The module descriptors for our undergraduate courses can be found below:

  • Four year Aeronautical Engineering degree (H401)
  • Four year Aeronautical Engineering with a Year Abroad stream (H410)

Students on our H420 programme follow the same programme as the H401 spending fourth year in industry.

The descriptors for all programmes are the same (including H411).

H401

Mechatronics

Module aims

From aircraft autopilots to satellite communications to re-usable space rockets, mechatronic systems are everywhere in aeronautical engineering. This course aims to give a fundamental grounding in the theory and practice of mechatronic systems relevant to aeronautics, including data acquisition systems, sensors, actuators and control systems. 

Learning outcomes

On successfully completing this module, you should be able to:

1. Design and build simple prototype circuits containing basic electronic components, including voltage and current sources, resistors, capacitors, inductors, and operational amplifiers.

2. Analyse and compute the time and frequency response of simple circuits through application of fundamental network theorems.

3. Analyse and characterise signals and linear systems using various transform methods.

4. Break down a complicated engineering design, such as an electric circuit, data acquisition system, or DC actuator, into a system of interconnected subsystems. 

5. Demonstrate an understanding of the fundamentals of data acquisition systems and sensors and their application to sampling and acquisition of real-world physical signals.

6. Specify, implement and evaluate basic data acquisition and control systems. 

7. Analyse simple DC actuators and motors and associated controllers. 

Module syllabus

•Electrical Circuits: Voltage and current sources, resistors, capacitors, inductors and potential dividers. Kirchhoff's laws. Series and parallel laws. Principle of superposition.
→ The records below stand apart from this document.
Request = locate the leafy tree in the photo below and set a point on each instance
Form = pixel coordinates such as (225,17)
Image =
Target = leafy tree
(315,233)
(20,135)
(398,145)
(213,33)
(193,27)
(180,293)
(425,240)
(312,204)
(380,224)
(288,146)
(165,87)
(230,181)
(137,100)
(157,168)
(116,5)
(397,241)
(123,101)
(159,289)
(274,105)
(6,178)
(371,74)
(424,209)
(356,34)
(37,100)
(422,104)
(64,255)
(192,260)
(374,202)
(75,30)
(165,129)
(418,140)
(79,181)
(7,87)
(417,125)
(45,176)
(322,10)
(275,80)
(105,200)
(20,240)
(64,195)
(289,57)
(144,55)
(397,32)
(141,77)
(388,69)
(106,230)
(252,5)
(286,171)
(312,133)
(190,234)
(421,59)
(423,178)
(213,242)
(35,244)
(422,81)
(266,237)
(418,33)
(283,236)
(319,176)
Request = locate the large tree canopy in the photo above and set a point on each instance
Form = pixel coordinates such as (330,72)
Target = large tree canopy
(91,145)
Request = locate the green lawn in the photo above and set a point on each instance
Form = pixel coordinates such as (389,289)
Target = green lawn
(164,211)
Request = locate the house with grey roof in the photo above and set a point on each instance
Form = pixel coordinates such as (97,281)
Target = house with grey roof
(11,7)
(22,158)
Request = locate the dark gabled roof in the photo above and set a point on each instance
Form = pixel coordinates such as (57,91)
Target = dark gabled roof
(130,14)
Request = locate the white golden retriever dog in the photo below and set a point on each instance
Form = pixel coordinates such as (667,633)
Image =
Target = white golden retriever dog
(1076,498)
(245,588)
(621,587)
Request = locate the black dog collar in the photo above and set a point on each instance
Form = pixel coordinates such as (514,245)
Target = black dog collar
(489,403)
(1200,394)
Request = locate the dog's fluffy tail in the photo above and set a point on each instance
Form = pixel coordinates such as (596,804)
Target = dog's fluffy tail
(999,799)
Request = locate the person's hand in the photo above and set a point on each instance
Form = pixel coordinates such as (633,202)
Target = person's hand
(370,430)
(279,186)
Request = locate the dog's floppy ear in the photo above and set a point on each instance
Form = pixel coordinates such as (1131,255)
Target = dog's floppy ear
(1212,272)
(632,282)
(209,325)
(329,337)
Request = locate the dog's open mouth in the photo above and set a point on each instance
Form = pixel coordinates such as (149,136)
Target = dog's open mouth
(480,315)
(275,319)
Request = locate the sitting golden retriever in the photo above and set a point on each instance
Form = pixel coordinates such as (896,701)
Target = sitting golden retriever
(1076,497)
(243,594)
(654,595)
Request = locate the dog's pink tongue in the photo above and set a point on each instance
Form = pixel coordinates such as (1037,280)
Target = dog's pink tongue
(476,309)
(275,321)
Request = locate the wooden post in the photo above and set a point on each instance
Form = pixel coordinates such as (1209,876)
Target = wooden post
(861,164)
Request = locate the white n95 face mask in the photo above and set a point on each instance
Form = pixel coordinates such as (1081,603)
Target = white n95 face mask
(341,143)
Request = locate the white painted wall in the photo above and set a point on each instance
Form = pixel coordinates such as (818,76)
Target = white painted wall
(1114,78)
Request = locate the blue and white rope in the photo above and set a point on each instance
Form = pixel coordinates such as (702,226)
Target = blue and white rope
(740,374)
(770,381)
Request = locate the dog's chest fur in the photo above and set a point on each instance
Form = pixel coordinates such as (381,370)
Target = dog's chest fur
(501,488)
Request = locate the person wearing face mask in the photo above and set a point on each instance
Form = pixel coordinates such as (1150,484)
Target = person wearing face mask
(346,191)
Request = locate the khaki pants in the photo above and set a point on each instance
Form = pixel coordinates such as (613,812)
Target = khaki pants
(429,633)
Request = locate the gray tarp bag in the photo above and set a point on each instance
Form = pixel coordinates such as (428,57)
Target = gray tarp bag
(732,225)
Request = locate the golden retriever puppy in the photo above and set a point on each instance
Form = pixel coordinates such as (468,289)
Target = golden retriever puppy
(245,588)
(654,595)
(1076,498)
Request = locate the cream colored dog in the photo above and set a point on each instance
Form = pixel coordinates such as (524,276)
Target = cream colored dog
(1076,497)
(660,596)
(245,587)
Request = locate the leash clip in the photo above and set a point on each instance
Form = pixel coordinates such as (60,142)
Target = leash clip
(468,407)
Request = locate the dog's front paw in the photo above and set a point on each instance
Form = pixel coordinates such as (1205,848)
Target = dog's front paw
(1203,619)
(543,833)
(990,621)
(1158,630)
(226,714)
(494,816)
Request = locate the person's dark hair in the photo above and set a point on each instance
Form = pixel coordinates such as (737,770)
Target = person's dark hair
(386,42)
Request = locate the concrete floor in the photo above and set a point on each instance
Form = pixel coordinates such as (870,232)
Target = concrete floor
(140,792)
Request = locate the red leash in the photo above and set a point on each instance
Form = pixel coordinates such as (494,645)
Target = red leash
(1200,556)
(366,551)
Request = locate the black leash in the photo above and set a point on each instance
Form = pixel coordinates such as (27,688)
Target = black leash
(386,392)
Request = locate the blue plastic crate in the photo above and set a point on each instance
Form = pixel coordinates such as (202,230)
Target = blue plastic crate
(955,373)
•Circuit Analysis: Thevenin and Norton equivalence theorems. Resistance matching. Nodal circuit analysis.

•Amplifier Circuits: Ideal operational amplifiers (op-amps), inverting and non-inverting op-amp circuits, summing amplifier, unity gain buffer, integrator circuit.

•Frequency Response: Frequency response diagrams (Bode plots).

•Response of Electrical Circuits.

•Transfer functions and their use in characterising LTI systems. Initial- and Final-Value theorems.  Pole-zero diagrams and their relation to Fourier transforms.

•Filters. Filter design. Real vs ideal filters, application to discrete data, windowing, moving average, other common filter windows.

•Data Acquisition: Fundamentals of a DAQ system, sampling, Nyquist limit, Anti-aliasing, Analog to Digital Conversion, Digital to Analog Conversion, Introduction to Labview

•Sensors: Potentiometers, optical encoders, strain measurement, pressure transducers, temperature sensors.

•Actuators: Solenoids, DC motors, DC motor control.

Teaching methods

The module will be delivered primarily through large-class lectures introducing the key concepts and methods, supported by a variety of delivery methods combining the traditional and the technological. The content is presented via a combination of slides, whiteboard and visualiser.
Learning will be reinforced through tutorial question sheets and online and laboratory exercises, featuring analytical and experimental tasks representative of those carried out by practising engineers. 

Assessments

This module presents opportunities for both formative and summative assessment.  

You will be formatively assessed through progress tests and tutorial sessions. 

You will have additional opportunities to self-assess your learning via tutorial problem sheets. 

You will be summatively assessed by a written closed-book examination at the end of the module as well as through practical laboratory assessments and online assignments.

Assessment type Assessment description Weighting Pass mark
Examination Written examination 65% 40%
Practical Labs 30%       40%
Coursework Peer Assessed Poster 5%       40%
 
You will receive feedback both during the laboratory sessions and following the online assignments.
You will receive feedback on examinations in the form of an examination feedback report on the performance of the entire cohort.
You will receive feedback on your performance whilst undertaking tutorial exercises, during which you will also receive instruction on the correct solution to tutorial problems.
Further individual feedback will be available to you on request via this module’s online feedback forum, through staff office hours and discussions with tutors.